Antroposofie ontmoeten, begrijpen, doenPublicaties

Geest, natuur, leven

Deze voordracht die Rudolf Steiner in Karlsruhe hield op 1 maart 1913 diende als prototype voor het project Steiner in essentie.

Inleiding op deze voordracht

Geest Natuur Leven is een openbare voordracht die Rudolf Steiner in Karlsruhe hield op 1 maart 1913, met de titel \"Geisteswissenschaft und Naturwissenschaft in ihrem Verhältnis zu den Lebensrätseln\". (Geesteswetenschap en natuurwetenschap in hun verhouding tot de raadsels van het leven.) In die periode bezocht hij verschillende steden om inleidende voordrachten over geesteswetenschap te houden (o.a. ook in Tübbingen,  Stuttgart en Frankfurt). Deze zijn gebundeld in GA69a. Deze voordracht werd voor het eerst - als losse voordracht - uitgegeven in 1944.

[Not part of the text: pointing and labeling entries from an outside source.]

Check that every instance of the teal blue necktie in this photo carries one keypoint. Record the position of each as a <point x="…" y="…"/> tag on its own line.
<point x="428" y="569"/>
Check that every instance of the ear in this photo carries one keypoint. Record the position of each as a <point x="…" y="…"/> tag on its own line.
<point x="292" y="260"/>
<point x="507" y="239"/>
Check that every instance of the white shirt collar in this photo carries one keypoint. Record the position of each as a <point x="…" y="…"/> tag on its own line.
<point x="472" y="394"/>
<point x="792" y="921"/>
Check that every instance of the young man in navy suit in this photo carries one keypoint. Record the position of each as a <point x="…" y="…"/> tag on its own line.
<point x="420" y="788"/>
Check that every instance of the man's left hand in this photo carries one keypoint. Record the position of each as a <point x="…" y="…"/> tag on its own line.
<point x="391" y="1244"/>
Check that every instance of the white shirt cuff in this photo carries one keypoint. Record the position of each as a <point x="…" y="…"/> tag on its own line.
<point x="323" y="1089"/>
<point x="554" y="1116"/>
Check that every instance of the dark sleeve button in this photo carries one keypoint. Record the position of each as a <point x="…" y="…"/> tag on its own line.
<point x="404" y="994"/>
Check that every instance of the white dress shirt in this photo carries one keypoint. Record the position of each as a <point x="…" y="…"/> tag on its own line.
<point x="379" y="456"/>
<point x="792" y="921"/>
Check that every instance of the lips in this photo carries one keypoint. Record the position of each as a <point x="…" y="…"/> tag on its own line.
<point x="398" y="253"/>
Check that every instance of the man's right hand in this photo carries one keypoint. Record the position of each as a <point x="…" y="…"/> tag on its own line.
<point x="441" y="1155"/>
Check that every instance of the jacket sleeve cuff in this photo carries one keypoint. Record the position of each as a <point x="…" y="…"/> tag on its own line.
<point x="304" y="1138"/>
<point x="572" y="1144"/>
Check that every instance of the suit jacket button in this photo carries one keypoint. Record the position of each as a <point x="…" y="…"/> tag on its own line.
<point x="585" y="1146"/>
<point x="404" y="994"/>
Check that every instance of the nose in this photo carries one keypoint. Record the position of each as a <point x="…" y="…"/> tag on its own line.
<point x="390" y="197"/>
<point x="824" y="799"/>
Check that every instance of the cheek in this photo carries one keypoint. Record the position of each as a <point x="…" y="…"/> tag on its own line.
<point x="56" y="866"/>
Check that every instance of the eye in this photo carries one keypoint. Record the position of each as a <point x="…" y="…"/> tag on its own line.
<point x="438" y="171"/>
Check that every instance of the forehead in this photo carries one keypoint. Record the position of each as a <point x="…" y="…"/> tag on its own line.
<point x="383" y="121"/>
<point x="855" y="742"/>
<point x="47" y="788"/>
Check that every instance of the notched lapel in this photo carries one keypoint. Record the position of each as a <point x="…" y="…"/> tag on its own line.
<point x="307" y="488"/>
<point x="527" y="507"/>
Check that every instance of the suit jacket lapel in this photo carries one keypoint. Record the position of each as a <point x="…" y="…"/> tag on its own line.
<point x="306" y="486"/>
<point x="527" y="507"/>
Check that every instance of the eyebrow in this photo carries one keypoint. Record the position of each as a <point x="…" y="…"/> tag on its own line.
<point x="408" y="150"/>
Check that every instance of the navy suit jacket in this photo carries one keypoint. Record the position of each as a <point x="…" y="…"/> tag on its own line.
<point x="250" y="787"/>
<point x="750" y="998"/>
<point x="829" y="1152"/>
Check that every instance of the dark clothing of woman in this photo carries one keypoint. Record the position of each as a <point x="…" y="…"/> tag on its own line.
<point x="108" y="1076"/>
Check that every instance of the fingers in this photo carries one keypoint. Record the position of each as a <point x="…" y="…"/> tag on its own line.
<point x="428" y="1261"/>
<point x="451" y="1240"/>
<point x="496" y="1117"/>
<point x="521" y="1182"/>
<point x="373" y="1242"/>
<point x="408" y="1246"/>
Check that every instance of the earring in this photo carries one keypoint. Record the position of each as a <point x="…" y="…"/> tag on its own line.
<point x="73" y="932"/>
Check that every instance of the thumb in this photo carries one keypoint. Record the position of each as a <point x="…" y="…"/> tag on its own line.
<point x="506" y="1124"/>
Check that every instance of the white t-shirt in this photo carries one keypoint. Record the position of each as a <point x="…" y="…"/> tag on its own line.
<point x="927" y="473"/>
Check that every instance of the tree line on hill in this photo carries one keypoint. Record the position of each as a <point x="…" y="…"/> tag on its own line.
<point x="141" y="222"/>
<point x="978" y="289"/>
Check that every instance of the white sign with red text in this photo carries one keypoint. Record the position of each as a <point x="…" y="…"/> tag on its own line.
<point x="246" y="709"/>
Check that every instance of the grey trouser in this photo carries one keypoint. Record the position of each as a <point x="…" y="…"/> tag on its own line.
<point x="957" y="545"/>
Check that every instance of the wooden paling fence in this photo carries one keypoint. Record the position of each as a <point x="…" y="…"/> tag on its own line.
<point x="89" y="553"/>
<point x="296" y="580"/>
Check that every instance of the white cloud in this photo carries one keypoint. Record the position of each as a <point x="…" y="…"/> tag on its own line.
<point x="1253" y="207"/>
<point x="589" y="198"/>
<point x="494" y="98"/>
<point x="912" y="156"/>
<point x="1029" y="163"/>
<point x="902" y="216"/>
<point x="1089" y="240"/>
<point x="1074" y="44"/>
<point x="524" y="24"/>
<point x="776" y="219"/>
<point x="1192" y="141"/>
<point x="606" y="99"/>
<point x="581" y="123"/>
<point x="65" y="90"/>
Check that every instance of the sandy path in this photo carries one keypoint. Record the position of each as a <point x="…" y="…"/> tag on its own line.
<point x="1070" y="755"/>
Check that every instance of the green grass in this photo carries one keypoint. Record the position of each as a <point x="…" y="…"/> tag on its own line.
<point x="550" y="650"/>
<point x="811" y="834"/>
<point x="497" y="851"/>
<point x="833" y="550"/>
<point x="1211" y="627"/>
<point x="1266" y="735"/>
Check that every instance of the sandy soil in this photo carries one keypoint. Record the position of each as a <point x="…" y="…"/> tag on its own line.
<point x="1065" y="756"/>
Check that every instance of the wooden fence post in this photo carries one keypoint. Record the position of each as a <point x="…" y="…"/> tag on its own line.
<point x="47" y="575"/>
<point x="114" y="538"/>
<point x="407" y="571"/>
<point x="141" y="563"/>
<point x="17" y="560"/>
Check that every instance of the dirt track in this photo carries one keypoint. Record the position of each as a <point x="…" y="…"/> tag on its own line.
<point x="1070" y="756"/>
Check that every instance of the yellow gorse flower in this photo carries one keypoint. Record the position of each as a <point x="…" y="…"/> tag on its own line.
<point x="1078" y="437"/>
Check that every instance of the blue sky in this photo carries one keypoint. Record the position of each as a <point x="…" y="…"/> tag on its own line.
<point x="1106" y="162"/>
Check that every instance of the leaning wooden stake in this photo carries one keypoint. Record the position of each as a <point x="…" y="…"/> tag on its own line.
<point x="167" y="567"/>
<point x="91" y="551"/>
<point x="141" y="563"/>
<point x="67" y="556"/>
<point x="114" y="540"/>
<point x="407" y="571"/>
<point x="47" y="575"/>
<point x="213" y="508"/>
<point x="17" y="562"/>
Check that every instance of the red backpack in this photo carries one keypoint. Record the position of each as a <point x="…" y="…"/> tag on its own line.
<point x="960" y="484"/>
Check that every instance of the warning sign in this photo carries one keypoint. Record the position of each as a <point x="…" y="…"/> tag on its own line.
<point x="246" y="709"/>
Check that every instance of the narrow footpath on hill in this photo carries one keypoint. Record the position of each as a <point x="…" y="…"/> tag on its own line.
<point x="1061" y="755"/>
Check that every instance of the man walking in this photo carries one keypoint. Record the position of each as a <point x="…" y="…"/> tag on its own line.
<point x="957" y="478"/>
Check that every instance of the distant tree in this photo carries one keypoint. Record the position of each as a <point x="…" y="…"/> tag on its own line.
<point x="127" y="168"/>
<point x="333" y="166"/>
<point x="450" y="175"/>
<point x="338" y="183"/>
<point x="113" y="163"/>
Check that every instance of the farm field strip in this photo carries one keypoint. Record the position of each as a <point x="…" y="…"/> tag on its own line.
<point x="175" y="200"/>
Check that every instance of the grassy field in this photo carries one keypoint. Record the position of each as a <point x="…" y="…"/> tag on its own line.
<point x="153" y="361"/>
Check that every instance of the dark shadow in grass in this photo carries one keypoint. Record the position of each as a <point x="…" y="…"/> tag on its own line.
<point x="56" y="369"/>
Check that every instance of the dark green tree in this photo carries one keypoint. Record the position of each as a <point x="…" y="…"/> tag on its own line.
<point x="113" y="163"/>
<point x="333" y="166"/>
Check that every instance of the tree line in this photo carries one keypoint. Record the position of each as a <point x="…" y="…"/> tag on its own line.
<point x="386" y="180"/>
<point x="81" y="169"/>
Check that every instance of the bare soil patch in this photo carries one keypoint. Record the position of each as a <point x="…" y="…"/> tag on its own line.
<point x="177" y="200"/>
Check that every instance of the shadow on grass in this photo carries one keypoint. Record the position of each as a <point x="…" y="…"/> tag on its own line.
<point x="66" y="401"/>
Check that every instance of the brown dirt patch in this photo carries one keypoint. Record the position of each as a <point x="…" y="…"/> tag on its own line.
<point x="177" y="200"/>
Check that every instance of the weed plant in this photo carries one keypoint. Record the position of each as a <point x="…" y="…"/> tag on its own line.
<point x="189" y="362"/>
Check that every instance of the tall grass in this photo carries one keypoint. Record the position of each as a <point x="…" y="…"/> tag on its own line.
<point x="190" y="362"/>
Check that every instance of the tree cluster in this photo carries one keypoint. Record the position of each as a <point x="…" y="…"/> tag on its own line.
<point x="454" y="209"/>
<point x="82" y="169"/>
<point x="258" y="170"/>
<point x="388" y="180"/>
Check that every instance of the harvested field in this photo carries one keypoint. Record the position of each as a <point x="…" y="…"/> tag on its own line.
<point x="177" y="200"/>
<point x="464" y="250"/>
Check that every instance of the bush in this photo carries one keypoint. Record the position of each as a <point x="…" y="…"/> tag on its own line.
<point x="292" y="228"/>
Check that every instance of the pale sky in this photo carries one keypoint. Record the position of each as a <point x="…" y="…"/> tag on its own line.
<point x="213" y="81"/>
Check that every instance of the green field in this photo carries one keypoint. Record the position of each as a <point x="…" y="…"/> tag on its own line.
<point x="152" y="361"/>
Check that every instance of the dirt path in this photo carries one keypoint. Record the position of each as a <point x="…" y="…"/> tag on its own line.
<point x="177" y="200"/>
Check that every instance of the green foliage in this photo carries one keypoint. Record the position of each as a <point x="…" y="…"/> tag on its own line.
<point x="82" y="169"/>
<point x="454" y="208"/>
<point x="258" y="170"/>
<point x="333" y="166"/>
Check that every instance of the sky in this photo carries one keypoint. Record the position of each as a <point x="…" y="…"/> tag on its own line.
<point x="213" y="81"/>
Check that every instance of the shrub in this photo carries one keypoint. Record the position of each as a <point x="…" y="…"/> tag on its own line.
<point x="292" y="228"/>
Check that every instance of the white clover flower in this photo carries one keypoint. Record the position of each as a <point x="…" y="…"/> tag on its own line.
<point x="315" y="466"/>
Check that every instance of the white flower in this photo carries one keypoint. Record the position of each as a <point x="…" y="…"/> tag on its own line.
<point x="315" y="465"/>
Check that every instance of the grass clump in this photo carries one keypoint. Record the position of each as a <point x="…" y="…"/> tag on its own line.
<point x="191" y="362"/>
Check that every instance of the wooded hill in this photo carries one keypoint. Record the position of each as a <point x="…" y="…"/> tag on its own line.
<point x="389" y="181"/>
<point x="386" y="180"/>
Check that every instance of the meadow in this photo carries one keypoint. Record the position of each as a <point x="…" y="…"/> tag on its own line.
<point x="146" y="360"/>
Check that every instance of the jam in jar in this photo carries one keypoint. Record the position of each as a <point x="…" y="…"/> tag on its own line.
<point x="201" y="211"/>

Steiner stelt dat de natuurwetenschap vergezeld dient te gaan van even exact beoefende geestwetenschap. Dit thema heeft hij later uitgebreid behandeld in de reeks voordrachten Grenzen van de natuurwetenschap. De natuurwetenschap bedient zich van een uiterlijke methode voor de kennis van de uiterlijke wereld. Geestwetenschap richt zich op het innerlijk en op het wezen van de dingen. Voor de innerlijke ontwikkeling die voor beoefening van geestwetenschap nodig is heeft hij veel methodische aanwijzingen gegeven. In deze voordracht beschrijft hij hoe innerlijke concentratie tot een getrouw leren kennen van de eigen geestelijke kern kan leiden.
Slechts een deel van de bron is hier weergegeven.